Lovett started playing piano when he was five and really took to it. As the youngest of four children, he says it was a way to separate himself from his siblings. “I always had a natural urge to perform.” He started a band when with his schoolmate Marcus Mumford when he was 12. “It’s so embarrassing and pretentious but we were called Détente,” he laughs. “We were learning about the Cold War at the time. I mean, I guess all teenage band names are bad. I’m not even sure Mumford and Sons is that good a name either to be honest.”

At that age he still had vague plans to become an astrophysicist, but when he was 16 a conversation with saxophonist Branford Marsalis prompted him to change direction. “He just said: ‘You should be dedicating your life to music’. I took his words to heart and from that moment on I have done just that.” Lovett spoke to Marsalis recently and reminded him about the conversation: “He’d been following my career and was really happy for me. It was great to be able to close the loop.”

In 2006, before Mumford and Sons had released their first album, Lovett founded his artist-led community, label and promotion company Communion, which has released records by Ben Howard, Gotye and Willy Mason. It is, he says, “a fiercely independent company. I am all in on small family held businesses.”
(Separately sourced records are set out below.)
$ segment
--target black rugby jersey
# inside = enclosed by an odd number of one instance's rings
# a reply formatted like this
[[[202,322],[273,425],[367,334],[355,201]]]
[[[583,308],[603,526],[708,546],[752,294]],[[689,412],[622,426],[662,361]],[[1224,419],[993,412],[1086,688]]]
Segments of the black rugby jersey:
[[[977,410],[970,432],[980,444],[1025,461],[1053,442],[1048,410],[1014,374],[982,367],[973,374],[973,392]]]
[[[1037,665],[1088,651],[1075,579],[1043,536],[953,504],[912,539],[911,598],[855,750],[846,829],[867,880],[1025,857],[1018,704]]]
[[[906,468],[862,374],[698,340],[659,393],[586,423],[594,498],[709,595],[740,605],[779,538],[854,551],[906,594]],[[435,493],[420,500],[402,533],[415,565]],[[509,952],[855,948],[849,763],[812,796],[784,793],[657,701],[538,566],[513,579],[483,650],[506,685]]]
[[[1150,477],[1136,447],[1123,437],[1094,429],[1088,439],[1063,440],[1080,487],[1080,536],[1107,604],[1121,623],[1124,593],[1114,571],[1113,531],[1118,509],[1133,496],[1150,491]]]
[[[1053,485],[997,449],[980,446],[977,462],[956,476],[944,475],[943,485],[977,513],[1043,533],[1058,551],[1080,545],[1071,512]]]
Right now is a defining moment for live music, Lovett says, but he’s optimistic about the future. “Live music predates a lot of the stuff we consider to be the main pillars of society,” he explains. “Singing and congregating and making rhythms are such a primal need and we have always found different ways to manifest that. It’s an inevitability. I feel like there’s a journey left to bring things back to 2019 levels of attendance and confidence, but it’s going to happen so I am not fearful.”